We go to great lengths to capture it, store it, organize it and, ultimately, use some of it! Data is all over the place within our organization, whether it exists in electronic or hardcopy format, and we constantly are looking for more of it. Data has become an essential component in our business toolbox. When faced with a business decision, we look for data to bolster our wisdom and experience. Within our information environment, however, the never-ending quest to use data efficiently and appropriately is constantly being challenged by the validity and source of the data.
Navigating the data
Most organizations today have many transaction systems to support their business processes. These include financial systems, production systems, maintenance management systems, customer service systems and the like. Transaction systems record events and subsequently store the information within their respective database environments. In some cases, many of these systems share the same database as a result of integration. In most organizations, though, islands of data and information often are the norm, as the transaction systems are truly stand-alone and never integrate with other systems. This is not necessarily a poor business process since information requirements vary within business functions.
Consider for a moment the information required to manage the maintenance organization on a day-to-day basis. This information includes work orders, spare parts and labor resources, to name a few. Do the folks in the accounts receivable department need to have access to this data? Probably not. However, this information is contained within the maintenance management system to enable the maintenance department to track and record their maintenance activities. Over time, this information continues to grow and grow within the database. At some point, some part of this data may be retrieved in the form of a report, chart or spreadsheet in order to examine trends or status. One of the primary roles of these transaction systems is to record and store data.
Now, imagine many transaction systems recording and storing data in different places. Just think for example, every time you dial the telephone a transaction is recorded—the date and time, the number called and the length of the call are just some of the data elements stored. Considering that there are many transactions being recorded from multiple transaction systems, how do businesses consolidate all this information and why?
The most common way to bring your data together is data warehousing. Simply put, a data warehouse is a collection of information within a single information environment, usually located on dedicated computer hardware. This type of strategy provides the user community with a common location to look for and retrieve information. Sounds easy and straightforward, but as we have learned, there are always challenges to overcome.
Dealing with the challenges
First and foremost, remember “garbage-in, garbage-out.” Data warehousing will not ensure the quality or validity of data. To a certain degree, this is one of the jobs of the transaction system, but the ultimate responsibility lies with the source and entry point of the data. As in any analysis and decision process, the supporting documentation and information must be of impeccable quality.
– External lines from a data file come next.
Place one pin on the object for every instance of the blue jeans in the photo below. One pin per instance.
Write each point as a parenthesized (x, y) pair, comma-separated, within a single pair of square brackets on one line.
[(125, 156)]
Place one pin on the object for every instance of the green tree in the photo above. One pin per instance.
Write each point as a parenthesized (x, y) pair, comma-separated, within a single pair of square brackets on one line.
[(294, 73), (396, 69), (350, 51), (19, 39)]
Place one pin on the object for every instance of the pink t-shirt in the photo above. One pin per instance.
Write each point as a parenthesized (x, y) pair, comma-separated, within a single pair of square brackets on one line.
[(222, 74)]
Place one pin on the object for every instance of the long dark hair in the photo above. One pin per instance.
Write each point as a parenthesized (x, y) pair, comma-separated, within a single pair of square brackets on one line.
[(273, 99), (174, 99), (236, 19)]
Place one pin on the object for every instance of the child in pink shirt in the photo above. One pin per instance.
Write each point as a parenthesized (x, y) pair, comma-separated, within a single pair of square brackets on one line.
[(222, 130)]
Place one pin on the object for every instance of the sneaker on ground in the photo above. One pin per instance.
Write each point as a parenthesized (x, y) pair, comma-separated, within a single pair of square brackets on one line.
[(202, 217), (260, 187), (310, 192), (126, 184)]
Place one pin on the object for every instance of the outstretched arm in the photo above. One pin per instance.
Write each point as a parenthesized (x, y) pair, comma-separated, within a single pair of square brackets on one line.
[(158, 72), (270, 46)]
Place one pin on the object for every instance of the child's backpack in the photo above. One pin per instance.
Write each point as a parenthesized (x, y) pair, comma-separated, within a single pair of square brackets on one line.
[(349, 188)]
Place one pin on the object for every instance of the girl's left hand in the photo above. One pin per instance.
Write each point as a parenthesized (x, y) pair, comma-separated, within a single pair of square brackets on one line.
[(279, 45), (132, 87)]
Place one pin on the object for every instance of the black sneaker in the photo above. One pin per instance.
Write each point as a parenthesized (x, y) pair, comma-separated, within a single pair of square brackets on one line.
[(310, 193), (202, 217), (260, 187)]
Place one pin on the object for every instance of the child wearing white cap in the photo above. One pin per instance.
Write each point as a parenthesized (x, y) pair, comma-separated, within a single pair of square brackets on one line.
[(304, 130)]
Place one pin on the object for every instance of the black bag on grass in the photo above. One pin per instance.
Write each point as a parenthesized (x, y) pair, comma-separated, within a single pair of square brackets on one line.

Secondly, be prepared for a significant effort at the beginning to initialize the data warehouse with all the appropriate data from the appropriate source. It is sometimes easy to visualize this effort as filling a wheelbarrow with shovels of data from different piles of information created by multiple transaction systems. At the very least, what you end up with is a wheelbarrow full of stuff that has little or no meaning. It becomes the duty of the responsible data warehouse to not only define the appropriate source, but also define the appropriate relationships between the data elements so that retrieval performance can be optimized. This becomes an ongoing task as new transaction systems are added, removed or upgraded.
Implementing the appropriate tools to retrieve, analyze and format the information is another important component of utilizing any data warehouse or data storage configuration. It is essential that the capabilities of end users be considered when providing a reporting tool. End users should not need a degree in computer programming or computer science to be able to retrieve and present desired information.
“Data mining” is a term that’s frequently used to define the process of retrieving data. While purists may correctly insist that data mining is more than just retrieving data from a data source, the casual user thinks of data mining as the activity of extracting data from a database—whether it is from a data warehouse or a transactional system. Fortunately, there are many tools available today to perform this function, from spreadsheet software to sophisticated business intelligence toolsets. Presentation of retrieval results can vary, including reports, information dashboards, multi-dimensional charts, etc. Remember, all this capability requires quality data, training of users on the right tools and enough computing power to process the requests.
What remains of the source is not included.